My problem is to generate a univariate discrete distribution
having specified first four moments. This is part of a larger
problem where I want to generate a multivariate discrete
distribution where the moments are specified separately for
each dimension and the multivariate distribution should also 
conform to a specified correlation matrix. I have an algorithm
(a heuristic) that is able to split the large task into the task
of generating the univariate distributions separately and then
modifying them to reflect the desired correlation matrix, while
preserving the specified moments to good accuracy.
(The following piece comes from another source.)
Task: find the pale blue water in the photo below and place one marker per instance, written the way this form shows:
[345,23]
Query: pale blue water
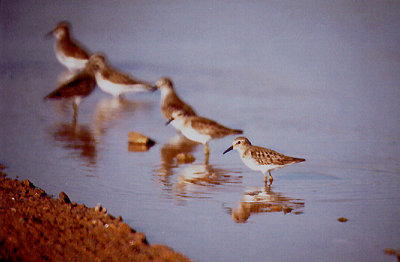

This heuristic
requires the use of the same discrete probability mass
distribution for all the variates, so the small problem reduces
to choosing the outcomes while the probability masses are
specified beforehand. The billion dollar question is now how
to choose the probability masses and how to specify the objective
function to minimize. I currently use 5 outcomes (this is enough
for 4 specified moments) and minimize the sum of squared differences
of specified moments and discrete distribution moments. I get
better results when specifying the probability masses according
to an approximate normal distribution than choosing them all to
be the same (my data that the moments are extracted from are 
leptocurtic by the way). 

Another difficulty that has appeared is that with only 5 outcomes
the implied correlation matrix is not close to the identity
matrix (I want uncorrelated univariate distributions),
typical correaltions are of the size .5
By choosing a larger number of outcomes the generated univariate
distributions are less correlated, but there is still
correlation. How should I do to reduce the correlation ?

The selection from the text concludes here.